Nazi persecution: forced into exile
As a Jew in Germany she suffered from the mounting anti-Semitic laws that were brought in and had to apply for official registration to work, and was refused a permit. In her letter of refusal she was told that, as a 'non-Aryan', she ' the necessary reliability and fitness to participate in the creation and dissemination of German cultural values.' She moved to Italy in 1936, where she was permitted to work so long as she was not politically active. She learnt the language and worked with the publisher Mondadori, but September 1938 brought harsh Italian Antisemitic Laws, threatening her with loss of rights and employment. Unable, as she had hoped, to go to the United States, where the New York office of the Bauer Foundry were eager to employ her, she obtained a Domestic Service permit for Britain and went to London with her two portfolios of work and an early 18th-century Klotz violin that had belonged to her mother.
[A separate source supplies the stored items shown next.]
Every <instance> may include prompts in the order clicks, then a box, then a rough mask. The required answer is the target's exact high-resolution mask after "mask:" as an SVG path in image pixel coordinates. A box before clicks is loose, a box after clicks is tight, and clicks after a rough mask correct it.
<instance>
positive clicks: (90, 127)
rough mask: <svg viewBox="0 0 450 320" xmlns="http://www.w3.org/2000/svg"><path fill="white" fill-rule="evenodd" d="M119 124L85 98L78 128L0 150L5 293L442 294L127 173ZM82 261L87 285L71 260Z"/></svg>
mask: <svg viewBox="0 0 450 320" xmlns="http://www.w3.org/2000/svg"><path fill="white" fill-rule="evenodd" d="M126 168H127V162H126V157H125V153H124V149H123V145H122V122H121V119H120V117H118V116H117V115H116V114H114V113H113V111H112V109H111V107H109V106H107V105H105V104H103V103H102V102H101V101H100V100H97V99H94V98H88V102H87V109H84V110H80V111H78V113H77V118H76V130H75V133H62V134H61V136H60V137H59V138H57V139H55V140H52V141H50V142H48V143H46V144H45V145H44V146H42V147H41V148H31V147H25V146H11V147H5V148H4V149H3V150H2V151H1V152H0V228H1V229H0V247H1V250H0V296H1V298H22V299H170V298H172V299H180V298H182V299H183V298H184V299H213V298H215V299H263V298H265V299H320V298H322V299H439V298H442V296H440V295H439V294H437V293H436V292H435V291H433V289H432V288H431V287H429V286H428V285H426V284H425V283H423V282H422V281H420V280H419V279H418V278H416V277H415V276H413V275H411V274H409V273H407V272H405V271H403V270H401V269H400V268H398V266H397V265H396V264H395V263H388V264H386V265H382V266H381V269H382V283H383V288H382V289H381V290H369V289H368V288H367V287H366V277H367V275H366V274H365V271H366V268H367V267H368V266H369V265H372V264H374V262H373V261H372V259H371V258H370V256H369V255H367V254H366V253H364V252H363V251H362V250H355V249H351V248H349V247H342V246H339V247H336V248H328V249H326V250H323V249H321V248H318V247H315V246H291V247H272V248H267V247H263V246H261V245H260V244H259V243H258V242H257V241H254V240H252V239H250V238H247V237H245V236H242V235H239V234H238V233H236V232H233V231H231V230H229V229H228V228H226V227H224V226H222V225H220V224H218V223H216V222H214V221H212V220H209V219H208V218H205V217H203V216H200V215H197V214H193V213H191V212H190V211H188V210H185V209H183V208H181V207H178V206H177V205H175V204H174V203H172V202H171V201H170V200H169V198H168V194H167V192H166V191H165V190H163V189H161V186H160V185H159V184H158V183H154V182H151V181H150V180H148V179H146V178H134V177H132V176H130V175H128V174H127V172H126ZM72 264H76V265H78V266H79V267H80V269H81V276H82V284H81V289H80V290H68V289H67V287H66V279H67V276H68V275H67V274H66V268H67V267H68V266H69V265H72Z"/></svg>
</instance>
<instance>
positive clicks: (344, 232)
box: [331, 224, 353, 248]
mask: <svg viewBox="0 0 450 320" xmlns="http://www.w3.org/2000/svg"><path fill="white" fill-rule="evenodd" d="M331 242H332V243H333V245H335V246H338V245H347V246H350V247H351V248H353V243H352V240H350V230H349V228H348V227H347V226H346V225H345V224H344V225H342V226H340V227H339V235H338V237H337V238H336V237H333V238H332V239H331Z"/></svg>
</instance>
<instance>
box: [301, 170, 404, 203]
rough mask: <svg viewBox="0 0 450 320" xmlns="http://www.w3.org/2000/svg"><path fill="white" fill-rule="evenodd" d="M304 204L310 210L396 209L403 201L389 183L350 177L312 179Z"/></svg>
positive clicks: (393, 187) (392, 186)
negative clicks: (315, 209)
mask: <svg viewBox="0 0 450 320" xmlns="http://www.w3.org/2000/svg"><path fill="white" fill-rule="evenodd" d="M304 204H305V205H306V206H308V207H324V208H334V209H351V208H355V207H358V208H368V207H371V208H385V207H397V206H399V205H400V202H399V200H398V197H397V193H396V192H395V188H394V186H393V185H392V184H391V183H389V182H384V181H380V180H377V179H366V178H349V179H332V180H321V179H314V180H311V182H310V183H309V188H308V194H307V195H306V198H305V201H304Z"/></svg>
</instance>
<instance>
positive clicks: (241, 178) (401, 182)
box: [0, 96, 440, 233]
She learnt English and was eventually rescued from the drudgery of life as a domestic servant by Francis Meynell, who found work for her and became a supportive friend. By 1942 she was in charge of design at the Ministry of Information’s black propaganda unit, led by Ellic Howe, where she produced forged Wehrmacht and Nazi rubber stamps, false ration books, and so on, while at the same time carrying out freelance commissions. By the end of the war she had a wide circle of friends as well as good contacts in the printing and publishing world. She decided to stay in Britain, became a naturalised citizen and anglicised her name. Later work included the series Britain in Pictures, patterned papers for Curwen and Penguin Books, decorative borders for Linotype, printer's flowers for Monotype, and calligraphy for the Roll of Honour at Sandhurst. She was responsible for many of the post-war designs of Penguin Books and the little Penguin logo when they were 25 years old.
In the early 1960s she retired to County Cork, Ireland with her “life-long companion” Alessandro MacMahon, where with failing eyesight she continued working and took up gardening. She died in 1984. Many of her works were privately donated to the University College Cork.